How To Select Pay-per-click Keywords
Keywords are the cornerstone of pay-per-click advertising. Success in PPC depends on choosing the right keywords that will trigger your ads. While many factors other than keyword selection impact PPC results, choosing the wrong keywords will surely doom a campaign.
This isn’t a post on keyword research. Countless articles have been written on how to perform keyword research, including “PPC Basics: Part 2. Keyword Research,” my previous article. Instead, this post will teach you how to select the right PPC keywords and give yourself the best chance for success.
What Not to Select
Although PPC has been around for over a decade, it’s still new to many advertisers and business owners. If you’re thinking about trying PPC for the first time, the keyword selection process can be overwhelming.
In my experience, many new advertisers make the mistake of equating keywords with product features. I once worked with a restaurant client. It was introducing a new lunch sandwich and wanted to bid on sandwich ingredients: “roast beef,” “whole grain bun,” and “poblano peppers.” Another time, I was working with a poker magazine to sell subscriptions. It wanted to bid on “Texas hold ‘em.”
While these terms are related to the products, they’re not good keywords. People looking for a new restaurant to try for lunch are not likely to search for “poblano peppers.” Most people don’t think of what they want to eat and then search for it — they search for what they want to do: “lunch restaurant near 5th and Main” instead of “where can I get a sandwich with poblano peppers on it?.”

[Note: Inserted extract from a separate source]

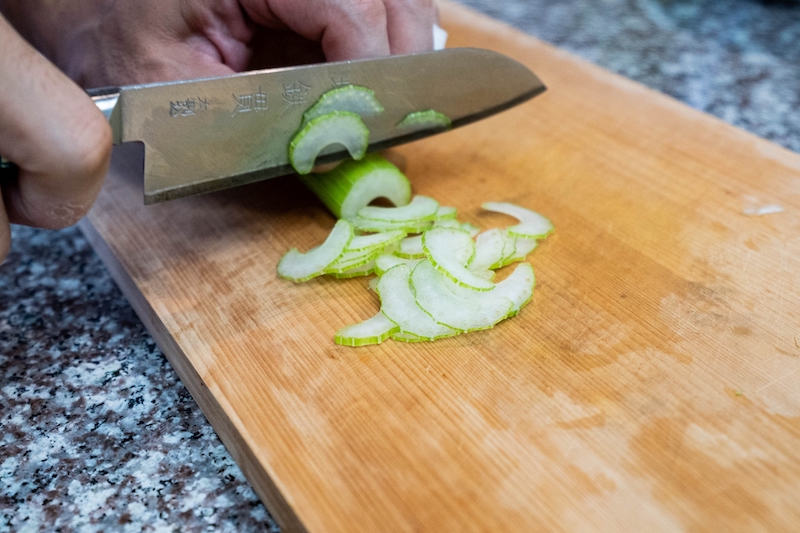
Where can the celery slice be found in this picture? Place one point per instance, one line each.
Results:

Additionally, people who do search for “poblano peppers” probably have other goals in mind. Maybe they want to plant poblano peppers in their gardens, and they’re checking if they’ll grow in their geographic area. Maybe a recipe calls for poblano peppers, and the searcher has never heard of them so he or she wants to see what they look like. Maybe a 4th grader is doing a report on poblano peppers. None of these searchers would help the restaurant get people to try their sandwich. As I explained in “How Paid Search Fits into Your Marketing Mix,” the goals aren’t the same.
When you’re selecting PPC keywords, don’t just list features. Think about the problem that your product or service solves, and how a prospect might ask about it. If you’re a local business, directional searches like the “lunch restaurant near 5th and Main” typically work well. If you’re selling a magazine, bid on the magazine type: “poker magazines” or “magazines about poker.”
Find the Right Mix of General and Specific Keywords
If there’s one word to describe a successful PPC campaign, it’s “relevance.” Selecting relevant keywords is crucial to having a successful PPC campaign.
When new PPC advertisers hear the word “relevance,” it frequently means different things. I’ve seen new clients choose very broad keywords, claiming relevance to their products or services. While broad terms probably do describe your product, it’s important to consider how other meanings of the word may affect your results.
Let’s look at the term “asset management.” If you asked 10 people what that phrase means to them, you’d probably get 10 different answers. It could be about financial assets, physical assets, personal assets, or manufacturing assets. Bidding on a vague term like this usually results in a significant amount of irrelevant traffic. Remember, you pay for every click on your ad, so it’s wise to steer clear of overly broad terms.
I’ve had clients go the other direction, too. Sometimes advertisers get very specific in keyword requests, using 5-to-6-word phrases. While being specific is good, oftentimes these long tail keywords have no search volume. Therefore, it makes no sense to bid on something if no one is searching for it. It’s kind of like putting a billboard in a ghost town: It doesn’t do any good if no one will see it.
Alignment with Landing Page and Ad Copy Is Key
It’s important to align your keywords with your ad copy and your landing page. By the time consumers get to a search engine, they likely have an idea of what they’re looking for. They may not do a good job of communicating that idea via their keywords, but they still have expectations that must be fulfilled.
Incorporating the keyword into the ad copy is a best practice, because it shows the searcher that they’ve come to the right place. If you can’t work your keyword into your ad copy, think very long and hard before deciding to bid on it.
Keywords must also be relevant to the landing page. If you offer manufacturing asset management, don’t send visitors to a page about manufacturing process control. The great thing about search is that people are trying to tell you exactly what they’re looking for. Few other forms of advertising offer this benefit. Don’t squander it by sending people to the wrong page. If prospects ask you for an apple, don’t hand them an orange.
In short, selecting the right keywords will go a long way towards a successful PPC campaign.